Below is my experience with Tysarbri so far. I was diagnosed with MS on the 1st of February 2013
I started on Tysabri on the 25th of September 2013 and have not looked back.
I diagnosed on the 1st of February 2013 and my first treatment was Rebief. Unfortunately it was not the treatment for me as it was not working and I was getting some bad side effects even after 6months. On my 6month check-up I was told it was time to give it up and try something new. I found this to be scary as hell after everything I had just gone through and was worried it would be the same on a new drug.

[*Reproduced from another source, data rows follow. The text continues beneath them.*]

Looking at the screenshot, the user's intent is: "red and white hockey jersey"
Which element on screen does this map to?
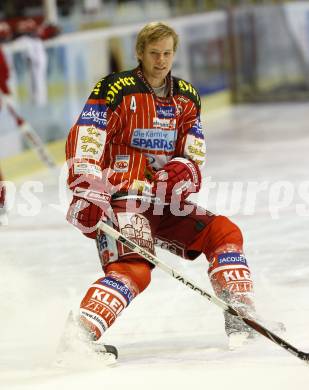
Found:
[66,68,205,192]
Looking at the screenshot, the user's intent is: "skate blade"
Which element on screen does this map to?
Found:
[228,332,250,351]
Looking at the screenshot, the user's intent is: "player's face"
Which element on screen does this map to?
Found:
[138,37,174,87]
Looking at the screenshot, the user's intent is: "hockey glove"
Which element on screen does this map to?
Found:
[153,157,202,203]
[67,178,112,239]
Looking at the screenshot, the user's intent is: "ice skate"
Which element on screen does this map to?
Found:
[56,311,118,367]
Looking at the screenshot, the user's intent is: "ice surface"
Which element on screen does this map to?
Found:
[0,103,309,390]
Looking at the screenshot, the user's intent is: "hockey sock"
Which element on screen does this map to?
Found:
[208,244,253,307]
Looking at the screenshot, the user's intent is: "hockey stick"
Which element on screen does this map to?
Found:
[0,94,56,170]
[98,221,309,364]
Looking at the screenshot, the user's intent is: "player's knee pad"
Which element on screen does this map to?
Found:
[104,260,153,293]
[80,271,139,340]
[208,243,253,297]
[189,215,243,261]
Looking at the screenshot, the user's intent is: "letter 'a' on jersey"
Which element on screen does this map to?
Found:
[66,68,206,197]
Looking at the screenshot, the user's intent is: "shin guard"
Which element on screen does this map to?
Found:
[80,272,139,340]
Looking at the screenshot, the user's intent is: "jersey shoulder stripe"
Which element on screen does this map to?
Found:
[90,70,143,110]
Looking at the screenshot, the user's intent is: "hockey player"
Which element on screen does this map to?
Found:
[0,22,12,225]
[66,23,254,360]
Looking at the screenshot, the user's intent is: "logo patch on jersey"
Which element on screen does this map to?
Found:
[97,230,118,266]
[113,154,130,172]
[99,276,134,304]
[189,117,204,139]
[77,104,107,130]
[218,252,248,267]
[106,76,136,104]
[153,118,176,130]
[76,126,106,160]
[117,213,154,254]
[185,118,206,165]
[131,129,177,152]
[156,106,176,118]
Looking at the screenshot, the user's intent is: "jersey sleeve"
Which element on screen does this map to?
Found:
[66,77,121,185]
[176,93,206,167]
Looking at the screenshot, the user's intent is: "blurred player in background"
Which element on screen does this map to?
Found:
[66,23,255,360]
[0,22,12,224]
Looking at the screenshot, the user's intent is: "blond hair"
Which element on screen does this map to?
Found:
[135,22,178,56]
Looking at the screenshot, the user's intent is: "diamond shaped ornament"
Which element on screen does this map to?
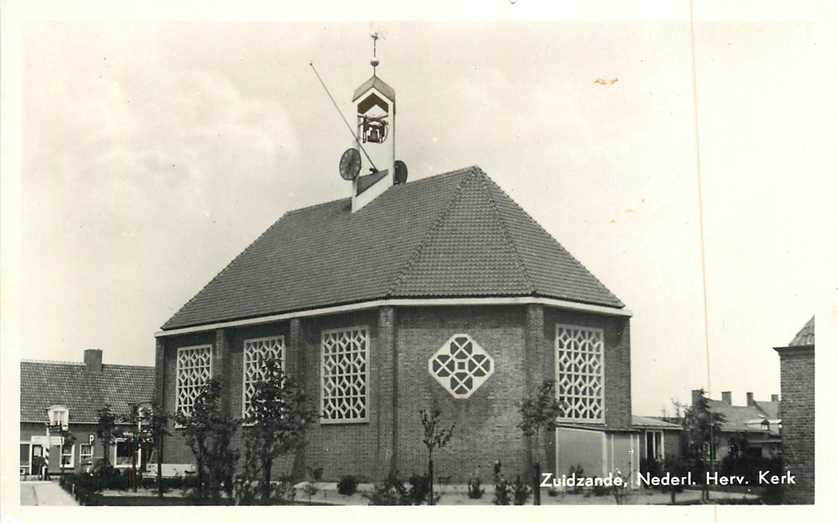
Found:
[428,334,495,399]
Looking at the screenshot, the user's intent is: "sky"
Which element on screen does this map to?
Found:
[7,10,828,415]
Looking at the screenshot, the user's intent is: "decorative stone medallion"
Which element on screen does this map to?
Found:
[428,334,495,399]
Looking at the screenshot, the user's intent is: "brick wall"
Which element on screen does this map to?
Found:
[157,305,631,481]
[778,347,815,504]
[396,306,527,482]
[542,309,631,473]
[300,311,387,480]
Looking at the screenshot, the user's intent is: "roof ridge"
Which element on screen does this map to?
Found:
[486,175,625,308]
[385,166,479,296]
[280,165,479,218]
[20,358,85,367]
[476,167,535,294]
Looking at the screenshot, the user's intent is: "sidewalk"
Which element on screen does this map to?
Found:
[20,481,78,506]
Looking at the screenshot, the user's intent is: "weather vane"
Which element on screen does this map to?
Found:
[370,32,380,76]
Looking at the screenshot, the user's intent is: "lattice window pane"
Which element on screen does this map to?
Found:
[175,345,212,416]
[242,336,285,418]
[428,334,495,399]
[556,325,605,422]
[320,327,370,423]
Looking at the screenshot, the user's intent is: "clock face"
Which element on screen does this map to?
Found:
[339,148,361,180]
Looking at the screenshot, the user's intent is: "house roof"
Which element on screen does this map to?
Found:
[163,167,623,330]
[754,400,780,419]
[631,415,683,430]
[20,361,154,423]
[789,316,815,347]
[707,399,779,432]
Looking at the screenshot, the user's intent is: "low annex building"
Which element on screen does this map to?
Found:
[20,349,154,476]
[692,390,781,460]
[156,64,640,482]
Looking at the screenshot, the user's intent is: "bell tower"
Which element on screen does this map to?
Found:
[352,33,396,212]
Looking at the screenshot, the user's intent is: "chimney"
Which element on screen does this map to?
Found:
[84,349,102,372]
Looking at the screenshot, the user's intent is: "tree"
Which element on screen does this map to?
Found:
[244,359,316,503]
[684,389,726,501]
[518,380,562,505]
[419,407,454,505]
[175,378,241,502]
[140,403,170,497]
[121,403,169,496]
[96,403,121,472]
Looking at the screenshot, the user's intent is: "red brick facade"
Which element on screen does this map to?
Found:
[157,305,631,482]
[777,345,815,504]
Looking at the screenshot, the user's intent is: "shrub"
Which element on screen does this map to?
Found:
[363,472,412,505]
[591,476,608,496]
[407,474,439,505]
[492,474,512,505]
[303,481,320,504]
[233,476,297,505]
[338,475,358,496]
[512,476,532,505]
[58,474,100,505]
[468,476,485,499]
[567,465,585,494]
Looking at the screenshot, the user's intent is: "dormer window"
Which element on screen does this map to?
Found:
[47,405,70,430]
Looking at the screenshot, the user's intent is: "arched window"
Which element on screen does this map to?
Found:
[47,405,70,430]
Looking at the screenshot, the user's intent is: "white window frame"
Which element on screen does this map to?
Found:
[553,323,606,424]
[79,443,96,466]
[175,344,212,427]
[320,325,372,425]
[111,438,143,470]
[242,334,288,425]
[643,430,666,461]
[47,405,70,430]
[18,441,32,474]
[58,443,76,469]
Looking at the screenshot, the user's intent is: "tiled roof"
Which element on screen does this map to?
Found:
[707,399,778,432]
[352,75,396,102]
[789,316,815,347]
[754,401,780,419]
[20,361,154,423]
[631,416,683,430]
[163,167,623,329]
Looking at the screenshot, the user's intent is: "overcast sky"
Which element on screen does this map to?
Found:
[6,12,824,415]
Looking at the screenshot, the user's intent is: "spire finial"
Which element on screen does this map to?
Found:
[370,32,380,76]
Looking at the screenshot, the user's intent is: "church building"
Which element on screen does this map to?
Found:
[156,49,640,482]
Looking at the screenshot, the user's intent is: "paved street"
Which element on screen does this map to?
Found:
[20,481,78,505]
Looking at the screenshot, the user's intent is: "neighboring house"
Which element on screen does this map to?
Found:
[20,349,154,475]
[692,390,781,460]
[631,416,684,461]
[156,65,640,481]
[774,316,815,504]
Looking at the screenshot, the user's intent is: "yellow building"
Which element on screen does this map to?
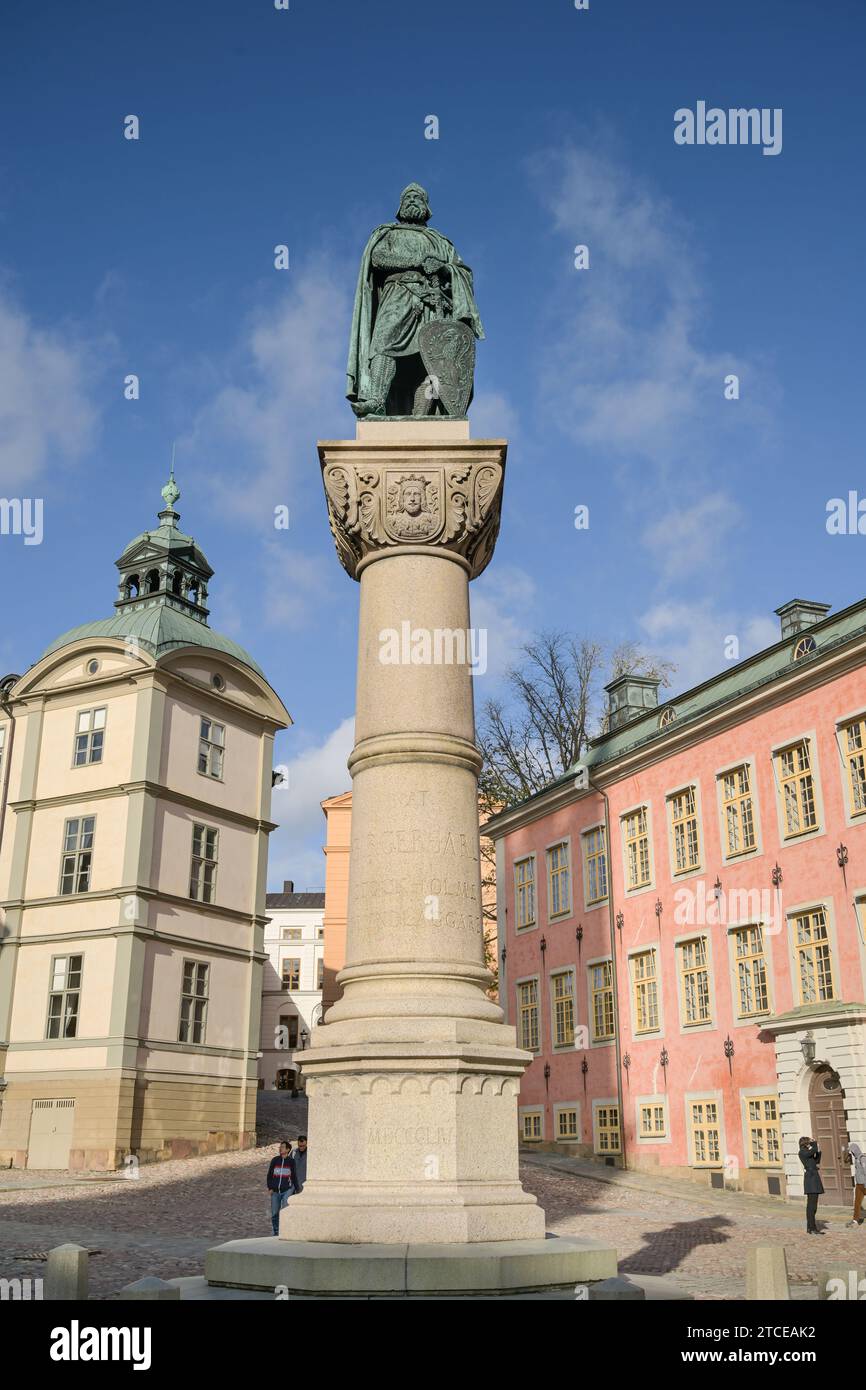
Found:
[0,477,291,1169]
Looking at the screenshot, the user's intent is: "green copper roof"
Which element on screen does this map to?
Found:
[42,467,264,678]
[42,602,264,677]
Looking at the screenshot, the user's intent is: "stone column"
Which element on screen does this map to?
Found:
[287,420,544,1244]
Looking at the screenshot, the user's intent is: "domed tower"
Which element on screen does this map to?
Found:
[0,468,291,1169]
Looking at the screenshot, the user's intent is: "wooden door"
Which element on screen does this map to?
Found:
[26,1099,75,1168]
[809,1068,853,1202]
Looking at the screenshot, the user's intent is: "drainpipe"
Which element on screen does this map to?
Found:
[0,676,21,1111]
[587,770,628,1169]
[0,676,21,845]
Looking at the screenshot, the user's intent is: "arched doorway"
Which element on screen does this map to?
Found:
[809,1066,852,1204]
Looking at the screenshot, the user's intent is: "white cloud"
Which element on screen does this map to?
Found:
[0,297,97,493]
[470,564,535,683]
[644,492,742,581]
[531,138,773,471]
[268,716,354,892]
[185,263,354,527]
[638,599,780,694]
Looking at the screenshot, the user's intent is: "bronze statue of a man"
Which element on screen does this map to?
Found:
[346,183,484,417]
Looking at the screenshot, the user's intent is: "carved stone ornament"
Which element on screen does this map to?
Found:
[320,443,505,580]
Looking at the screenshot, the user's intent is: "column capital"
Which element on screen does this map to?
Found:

I decided to go with Tysabri and haven’t looked back. I go to the hospital for my appointment every 4th Thursday to get my infusion and it only takes 2 hours, 1 hour for the infusion and 1 hour to be watched. The only side effect I get from it is a headache after the infusion for the day but I am all good the next day. I try to return to work after my infusion and most days I can, the only time a find it hard is if I was feeling a little under the weather before the infusion.
I love my new treatment as I find it so much nice not to have to infect myself 3times a week. This was instead of having 12 needles in 4 weeks it is only 1.
Every 6-12 months I am having my JC virus check and so far it has been coming back negative.
I have just had the results back from my MRI and they have confirmed that Tysabri is working for me.